Don't forget the WWII Japanese internment and the lesser known similar treatment of Germans.
http://en.wikipedia.org/wiki/G.....internment
We've done it in the past, we'll do something like it again under the right conditions. We've got surveillance capabilities that the STASI or KGB couldn't ever get intoxicated enough to dream of. We need only to identify the next group deserving formally authorized mass persecution.
"If you can't put your hand on your heart, then you need to move out of the country."
E PLURIBUS UNUM*
*No Longer Applicable
From Wikipedia:
You know who else saluted with the hand outstretched toward the flag, palm down?
Mitt Romney?
Dr. Strangelove?
We have a winner!
The Boy and Girl Scouts?
If you can't sing 'The Star-Spangled Banner' on key, then you need to move out of the country.

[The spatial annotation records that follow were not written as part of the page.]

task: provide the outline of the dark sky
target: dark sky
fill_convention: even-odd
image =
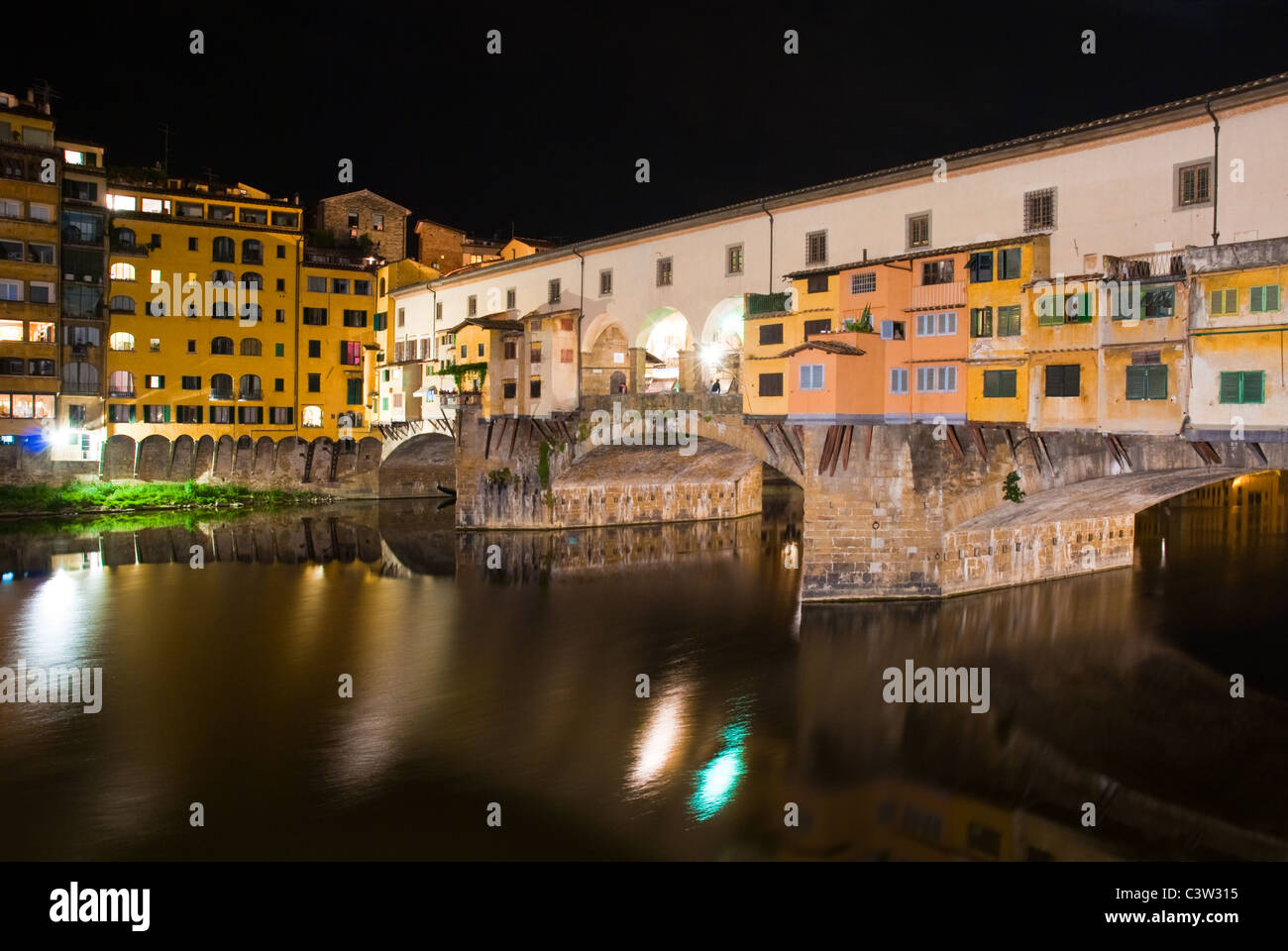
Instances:
[[[50,28],[37,4],[6,19],[54,46],[10,32],[0,89],[48,80],[59,131],[109,164],[160,160],[166,122],[171,174],[368,187],[478,235],[574,240],[1288,70],[1282,3],[1046,5],[153,0]]]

The pledge is the ultimate combination of Progressive Era and Cold War mentalities that a) we are the property of the state and b) we should indoctrinate our children at the earliest possible age, the easier to indoctrinate them later when it comes time for military conscription.
Stupid stuff like this is why kids are where they are today. So so sad!
http://www.PrivacyRoad.tk
What -- no misspellings?
Who are you and what have you done with the *real* JidaKida?
For that matter, where is s/he keeping WomSom? TondoJondo? Or MappRapp??
Tonight, light a candle for LardoSardo.
Five days? That's it? Where are the criminal charges?
Don't worry, they'll find something to charge the kid with soon enough.
This teacher is a bully and dead wrong in every way with what she has done. She should be prosecuted for intimidating one of her students and breaking the law which was established in the mid 1940's. She definitely needs to be made an example of, as well as the school administrator (principal)?
This teacher in her ignorance has also made a hypocrite of herself. As Jehovah's Witnesses we regard the Kingdom of God as the rightful government of our citizenship and that is why we would never cross the line and pledge to any human government. That would be TREASON, of which I'm sure this teacher would never commit, herself, and yet she would demand it of another. Shame on her!
It's sad that this is the kind of story that we get out of my hometown. However, it should be noted that in this case the dumbass public school teacher actually got punished for her behavior. Are we all missing that the school admins actually did the right thing for once?
Should she be teaching children in America? Maybe she would be happier in North Korea?
Why was this teacher not prosecuted for battery?